我々研究者の日常は、研究にだけ没頭している訳ではなく、学生の面倒(授業も含めて)、ビジターの面倒、様々な書類執筆(外部資金調達、観測時間獲得など)、会議・会議・会議、合間にメール処理と、なかなか集中して研究する時間がないものである。かつて文豪は、温泉宿などに籠り集中して筆を走らせた。温泉街は、温泉以外にも食や自然の楽しみもあり、気分転換にもなっただろう。実は、我々もこれを真似て「論文執筆合宿」なるものを時々開催する。昨秋は、台湾の清泉温泉という温泉街のユースホステルを貸し切って論文合宿を開催した。
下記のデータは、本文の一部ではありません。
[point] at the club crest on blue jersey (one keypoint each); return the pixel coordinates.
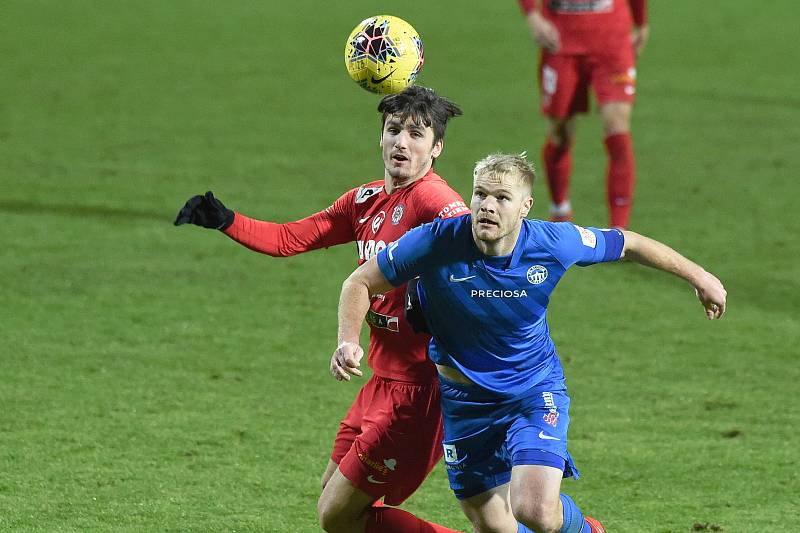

ここは、新竹市から(直線距離では)さほど遠くないので、小生が選んだのだが、実際にはかなりの山奥であった。それもそのはず、到着して知ったのだが、なんと「張學良」が幽閉されていた温泉だったのである。現代においてもそこは隔絶された世界であった。インターネットの無い3泊4日の滞在中は、自炊しながら、温泉と自然の景観を楽しみながら論文執筆に没頭できた。原住民の住む村であったため、我々の滞在が珍しかったのだろう、地元の子供達が集ったので、彼らを招き入れて持参したPCプロジェクターを使って「ロケットの打ち上げ(MV-5号機)」映像を見せてやった。子供達の驚きようは、今でもよく覚えている。

論文合宿

さて、5年に一度の自動車免許更新のため、8月9日の誕生日前後1ヶ月の間に手続きをする必要があり、日本へ一時帰国する計画を練っていたところ、国立天文台の渡部潤一さん(博士課程の時の親方=指導教官)から、論文執筆合宿の案内が届いた。開催場所が「会津大学」ということで、すぐに参加することを決めた。理由 (1) 会津にはまだ行った事がない、(2) 宇宙研や「はやぶさ」でいっしょだった共同研究者が沢山いる、(3) 温泉がある。ところが年度末(台湾では、7月は年度末)だっため、研究費がないので自費で行く事にしたのだが、渡部さんのご好意で、会津のご実家に宿泊することができ、大変助かった。7月25日、東京駅初の高速バス「白虎」に乗車。会津まで2500円ポッキリである。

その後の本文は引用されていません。